Mais, pour les sénateurs, ces "chiffres affolants" sont "très certainement sous-évalués". "Au second tour plus encore qu’au premier, les remontées des préfectures font état de discordances manifestes entre les tableaux de reporting de la société Adrexo et les constatations du terrain", fait remarquer la mission d'information. La préfecture du Cantal rapporte par exemple que la société Adrexo fait état de plus de 112.000 plis livrés. Dans le même temps, la préfecture a connaissance que "seuls 28.000 plis sur 114.000 (pour les élections régionales) ont été livrés sur le site de la société situé à Aurillac.
Ces faits accablants sont confirmés par les quelque 3.000 maires ayant répondu à la consultation du Sénat.
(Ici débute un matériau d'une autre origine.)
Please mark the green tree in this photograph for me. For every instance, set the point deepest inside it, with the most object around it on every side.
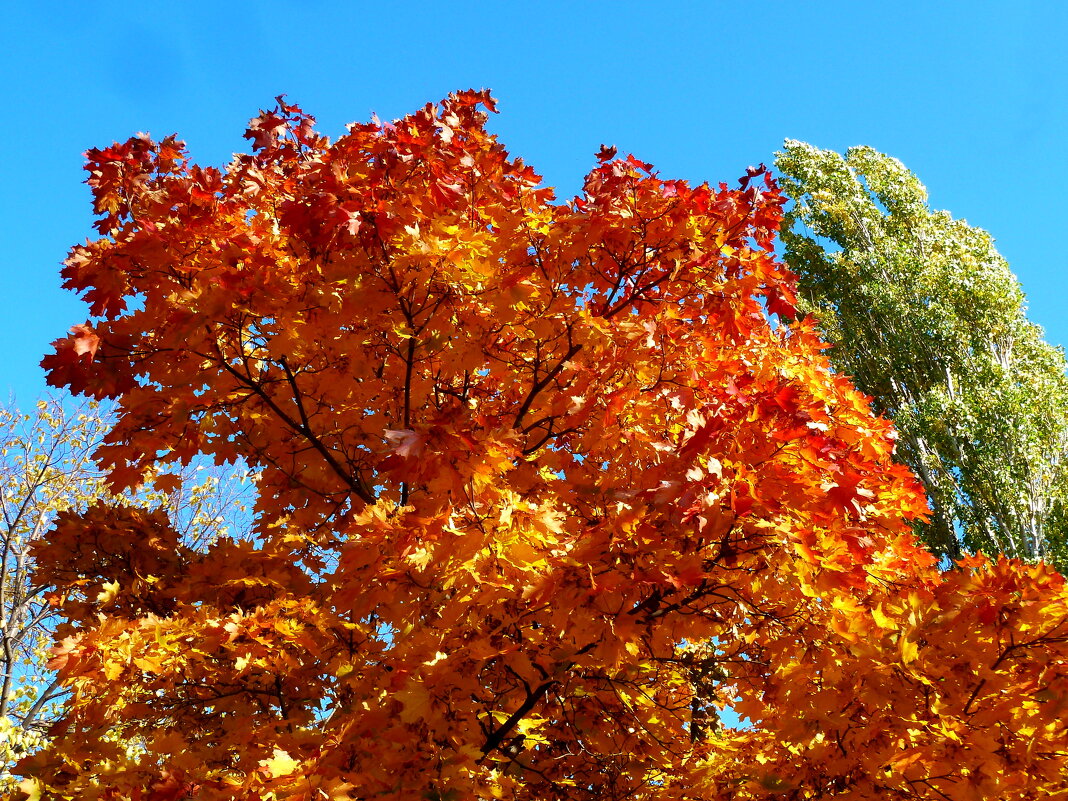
(46, 468)
(928, 319)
Près de 83% d'entre eux déclarent une absence totale de distribution des plis. Quand celle-ci a été incomplète, elle a concerné majoritairement plus de 30% des électeurs.
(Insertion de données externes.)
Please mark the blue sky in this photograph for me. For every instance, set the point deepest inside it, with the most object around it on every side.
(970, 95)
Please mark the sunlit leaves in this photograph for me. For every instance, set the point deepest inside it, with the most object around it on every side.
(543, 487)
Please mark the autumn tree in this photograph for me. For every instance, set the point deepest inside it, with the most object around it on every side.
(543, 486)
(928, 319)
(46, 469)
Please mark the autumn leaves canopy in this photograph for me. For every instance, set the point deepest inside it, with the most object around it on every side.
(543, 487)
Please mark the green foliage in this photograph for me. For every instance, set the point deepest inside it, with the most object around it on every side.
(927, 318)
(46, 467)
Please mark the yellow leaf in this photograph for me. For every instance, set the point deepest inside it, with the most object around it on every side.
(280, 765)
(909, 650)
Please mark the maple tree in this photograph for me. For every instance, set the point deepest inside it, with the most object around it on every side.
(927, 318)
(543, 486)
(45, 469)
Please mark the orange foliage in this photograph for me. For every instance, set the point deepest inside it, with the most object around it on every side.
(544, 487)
Pour les sénateurs, les défaillances de la distribution de la propagande électorale ont certainement favorisé la poussée de l'abstention, qui cependant s'explique par un faisceau de facteurs. Pour s’en tenir au cas des élections régionales, "on observe une assez nette corrélation entre la proportion d’électeurs n’ayant reçu aucune propagande électorale et la hausse de l’abstention", indiquent-ils.

Responsabilités partagées

Pour la Haute Assemblée, le ministère de l’Intérieur et son prestataire "portent chacun une part de responsabilité" dans "le fiasco des élections". Au moment de l'examen des candidatures à l'appel d'offres destiné à attribuer le marché, le ministère avait souligné la faiblesse des moyens humains de la société Adrexo, au regard du défi que constitue la distribution de plis auprès de plus de 40 millions d'électeurs et pour deux scrutins simultanés. Mais "les moyens humains effectivement déployés sur le terrain pour distribuer les plis" ne représentaient qu'à peine plus de 3% de la note totale des candidats. Insuffisantes en nombre, les équipes d'Adrexo étaient surtout constituées d'intérimaires peu formés et mal encadrés. De plus, cette entreprise qui distribue des imprimés publicitaires avait une faible expérience de la distribution du courrier, tâche plus compliquée.
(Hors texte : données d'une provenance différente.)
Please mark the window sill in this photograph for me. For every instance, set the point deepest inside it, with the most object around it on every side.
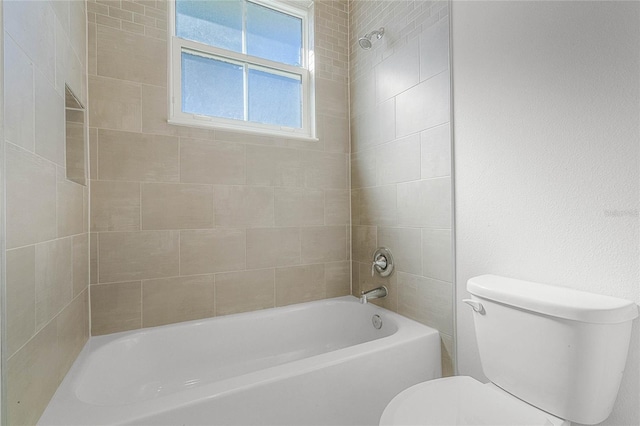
(211, 125)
Au second tour, les difficultés pour distribuer les documents électoraux ont été aggravées par des retards pris en amont de la chaîne, notamment par des prestataires chargés de la mise sous pli. Plus globalement, les délais très serrés entre le premier et le second tour n'ont pas facilité les choses. 

Non à la dématérialisation intégrale

Afin que les défaillances soient corrigées d'ici les élections présidentielle et législatives de 2022, le ministère devra "le cas échéant", selon les sénateurs, lancer une nouvelle procédure de marché public pour les prestations aujourd'hui confiées à Adrexo et ce, en revoyant profondément les critères de sélection. La mission d'information exclut que le ministère de l'Intérieur travaille "en direct" avec la société La Poste, sans la soumettre à la concurrence - une piste que Gérald Darmanin avait évoquée après le premier tour des élections (voir notre article du 23 juin). Une telle solution serait contraire au droit européen. Mais ils ne voient pas d'obstacles, en l'état du droit, à ce que La Poste se voie attribuer la totalité du marché de la distribution des plis électoraux.
Comme par le passé, les sénateurs se montrent très attachés à ce que les professions de foi demeurent diffusées au format papier. Mais ils sont ouverts à la possibilité, pour les électeurs qui en feraient la demande, de recevoir la propagande électorale uniquement au format numérique. Le ministre de l'Intérieur avait lui-même fait cette proposition lors de son audition, fin juin, au Sénat.
Enfin, la mission d'information recommande qu'en cas de "concomitance de deux élections générales" - comme ce fut le cas le mois dernier - le délai de l’entre-deux-tours soit porté de une à deux semaines.
Selon le président de la commission des Lois et rapporteur de la mission, François-Noël Buffet, les évolutions envisagées ne nécessitent pas de modifier la loi.